The systemic lupus erythematosus (sle) — an autoimmune disease which sees the immune system attack the joints, skin, and kidneys — seems to be linked to a major imbalance of the intestinal flora, believe of american scientists.
Such imbalances have previously been associated with autoimmune diseases such as irritable bowel syndrome and arthritis, and even cancer, but the researchers of the Faculty of medicine NYU claim to be the first to draw a link with a potentially fatal form of the LED.
Sixty-one women with sle had in their intestinal flora to be five times more bacteria called Ruminococcus gnavus 17 healthy women. The disease is more common in women than in men.

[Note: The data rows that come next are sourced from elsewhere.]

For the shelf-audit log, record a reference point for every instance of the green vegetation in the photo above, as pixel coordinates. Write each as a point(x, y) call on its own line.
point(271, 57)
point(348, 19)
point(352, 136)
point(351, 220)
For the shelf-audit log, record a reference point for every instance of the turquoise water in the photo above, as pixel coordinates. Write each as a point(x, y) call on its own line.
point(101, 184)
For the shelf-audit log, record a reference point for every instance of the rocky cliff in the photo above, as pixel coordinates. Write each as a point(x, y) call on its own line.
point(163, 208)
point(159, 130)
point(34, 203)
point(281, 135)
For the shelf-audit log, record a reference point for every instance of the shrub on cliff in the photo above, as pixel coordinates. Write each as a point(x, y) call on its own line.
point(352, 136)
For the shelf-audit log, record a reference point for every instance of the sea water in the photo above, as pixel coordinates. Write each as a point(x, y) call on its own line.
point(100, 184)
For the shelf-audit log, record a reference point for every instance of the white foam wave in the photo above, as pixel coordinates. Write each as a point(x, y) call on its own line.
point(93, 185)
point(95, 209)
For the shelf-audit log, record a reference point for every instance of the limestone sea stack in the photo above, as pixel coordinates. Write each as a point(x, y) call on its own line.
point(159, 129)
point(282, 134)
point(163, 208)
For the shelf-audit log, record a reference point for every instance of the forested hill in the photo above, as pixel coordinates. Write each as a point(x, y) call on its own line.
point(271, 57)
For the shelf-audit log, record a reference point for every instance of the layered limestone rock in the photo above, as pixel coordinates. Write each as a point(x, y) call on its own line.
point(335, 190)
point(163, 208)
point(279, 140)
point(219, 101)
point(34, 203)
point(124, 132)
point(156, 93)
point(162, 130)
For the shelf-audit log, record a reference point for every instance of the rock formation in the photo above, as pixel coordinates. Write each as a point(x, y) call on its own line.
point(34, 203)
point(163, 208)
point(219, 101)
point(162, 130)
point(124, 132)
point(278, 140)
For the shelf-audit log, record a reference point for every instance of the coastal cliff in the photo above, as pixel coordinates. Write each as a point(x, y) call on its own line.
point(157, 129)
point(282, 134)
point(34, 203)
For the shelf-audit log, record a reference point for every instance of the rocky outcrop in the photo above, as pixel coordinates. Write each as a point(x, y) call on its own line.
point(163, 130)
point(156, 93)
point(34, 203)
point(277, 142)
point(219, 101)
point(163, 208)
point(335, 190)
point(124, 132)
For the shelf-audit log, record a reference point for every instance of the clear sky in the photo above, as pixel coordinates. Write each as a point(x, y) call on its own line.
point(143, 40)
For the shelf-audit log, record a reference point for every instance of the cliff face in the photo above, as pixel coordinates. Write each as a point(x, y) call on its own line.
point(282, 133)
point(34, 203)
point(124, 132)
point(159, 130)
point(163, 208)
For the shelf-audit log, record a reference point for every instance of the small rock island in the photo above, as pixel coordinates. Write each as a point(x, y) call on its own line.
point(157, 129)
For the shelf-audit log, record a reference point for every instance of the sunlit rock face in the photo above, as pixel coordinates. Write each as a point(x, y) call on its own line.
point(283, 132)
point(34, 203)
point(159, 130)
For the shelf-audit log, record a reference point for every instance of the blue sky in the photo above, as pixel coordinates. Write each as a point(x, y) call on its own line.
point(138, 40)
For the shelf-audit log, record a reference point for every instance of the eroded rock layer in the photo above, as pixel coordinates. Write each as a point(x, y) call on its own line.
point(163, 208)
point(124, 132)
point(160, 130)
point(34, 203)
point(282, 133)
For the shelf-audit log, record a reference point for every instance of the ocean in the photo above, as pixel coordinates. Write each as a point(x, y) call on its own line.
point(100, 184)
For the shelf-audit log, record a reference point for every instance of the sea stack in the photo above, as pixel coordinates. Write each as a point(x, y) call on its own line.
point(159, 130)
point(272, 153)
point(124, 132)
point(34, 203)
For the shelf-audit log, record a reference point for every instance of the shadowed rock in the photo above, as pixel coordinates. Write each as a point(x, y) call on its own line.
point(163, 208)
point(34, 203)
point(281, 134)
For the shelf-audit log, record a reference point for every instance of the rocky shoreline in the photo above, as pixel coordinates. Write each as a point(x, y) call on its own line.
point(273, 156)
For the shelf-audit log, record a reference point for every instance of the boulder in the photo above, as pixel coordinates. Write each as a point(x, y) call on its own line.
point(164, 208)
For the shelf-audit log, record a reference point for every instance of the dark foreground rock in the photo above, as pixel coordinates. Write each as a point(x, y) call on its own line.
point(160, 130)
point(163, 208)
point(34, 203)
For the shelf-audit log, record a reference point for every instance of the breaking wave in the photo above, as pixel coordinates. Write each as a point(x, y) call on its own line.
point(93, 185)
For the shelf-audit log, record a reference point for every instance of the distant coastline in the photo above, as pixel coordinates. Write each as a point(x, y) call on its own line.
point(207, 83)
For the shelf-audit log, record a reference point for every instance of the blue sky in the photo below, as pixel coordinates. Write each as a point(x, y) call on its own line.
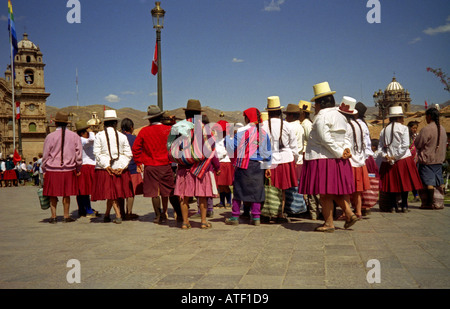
point(233, 54)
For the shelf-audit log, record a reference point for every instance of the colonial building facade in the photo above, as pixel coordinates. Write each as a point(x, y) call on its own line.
point(30, 91)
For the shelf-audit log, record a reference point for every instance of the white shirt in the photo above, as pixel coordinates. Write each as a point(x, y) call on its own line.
point(358, 158)
point(300, 136)
point(221, 151)
point(88, 149)
point(102, 157)
point(289, 152)
point(367, 140)
point(399, 146)
point(327, 139)
point(307, 126)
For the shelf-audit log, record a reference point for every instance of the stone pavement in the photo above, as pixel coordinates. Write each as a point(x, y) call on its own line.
point(412, 249)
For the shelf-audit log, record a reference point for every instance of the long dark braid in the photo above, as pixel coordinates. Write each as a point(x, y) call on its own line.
point(392, 133)
point(434, 114)
point(63, 126)
point(113, 125)
point(277, 114)
point(355, 142)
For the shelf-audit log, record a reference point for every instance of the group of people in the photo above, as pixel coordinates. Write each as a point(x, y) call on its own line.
point(327, 159)
point(14, 171)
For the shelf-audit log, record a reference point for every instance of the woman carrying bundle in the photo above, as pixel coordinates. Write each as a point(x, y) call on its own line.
point(112, 178)
point(250, 148)
point(398, 171)
point(61, 163)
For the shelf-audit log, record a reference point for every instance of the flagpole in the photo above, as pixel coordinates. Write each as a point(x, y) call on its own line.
point(13, 104)
point(77, 86)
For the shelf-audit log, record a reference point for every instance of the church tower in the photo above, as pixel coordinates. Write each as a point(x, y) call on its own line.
point(30, 92)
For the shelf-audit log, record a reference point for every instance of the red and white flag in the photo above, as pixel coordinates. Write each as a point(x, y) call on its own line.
point(17, 110)
point(155, 61)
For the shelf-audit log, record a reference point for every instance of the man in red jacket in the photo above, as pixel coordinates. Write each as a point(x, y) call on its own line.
point(150, 149)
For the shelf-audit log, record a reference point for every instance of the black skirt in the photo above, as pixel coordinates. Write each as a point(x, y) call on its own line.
point(248, 185)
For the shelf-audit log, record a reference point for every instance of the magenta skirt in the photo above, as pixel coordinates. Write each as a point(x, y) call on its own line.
point(187, 184)
point(108, 187)
point(86, 179)
point(403, 176)
point(327, 176)
point(60, 183)
point(226, 174)
point(284, 176)
point(9, 175)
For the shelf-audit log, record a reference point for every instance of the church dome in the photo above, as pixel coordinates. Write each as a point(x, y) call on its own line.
point(394, 86)
point(26, 44)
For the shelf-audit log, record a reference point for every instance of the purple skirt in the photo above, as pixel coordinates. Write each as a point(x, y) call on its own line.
point(327, 176)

In addition, an explosion of the presence of this bacterium in the intestine seemed to be associated very closely to outbreaks of the disease, episodes that can range from skin irritation to kidney problems so serious that dialysis will be necessary.
Participants whose kidneys were attacked also had, in their blood, more antibodies produced to attack R. gnavus. One of the authors of the study, dr. Gregg Silverman, believes that these antibodies are responsible for the immune attack “without end and without mercy,” which are victims of the organs.
This discovery could help detect the disease more quickly. But most importantly, it could open the way to new treatments, whether it is a simple probiotic, a food that inhibits the growth of R. gnavus or transplantation fecal.
One could also consider treatment to promote the growth of Bacteroides uniformis, a bacterium that interferes with the growth of R. gnavus and that was up to four times less present in the intestine of the participating patients, compared to the participants in health.
The conclusions of this study are published by the medical journal Annals of Rheumatic Diseases.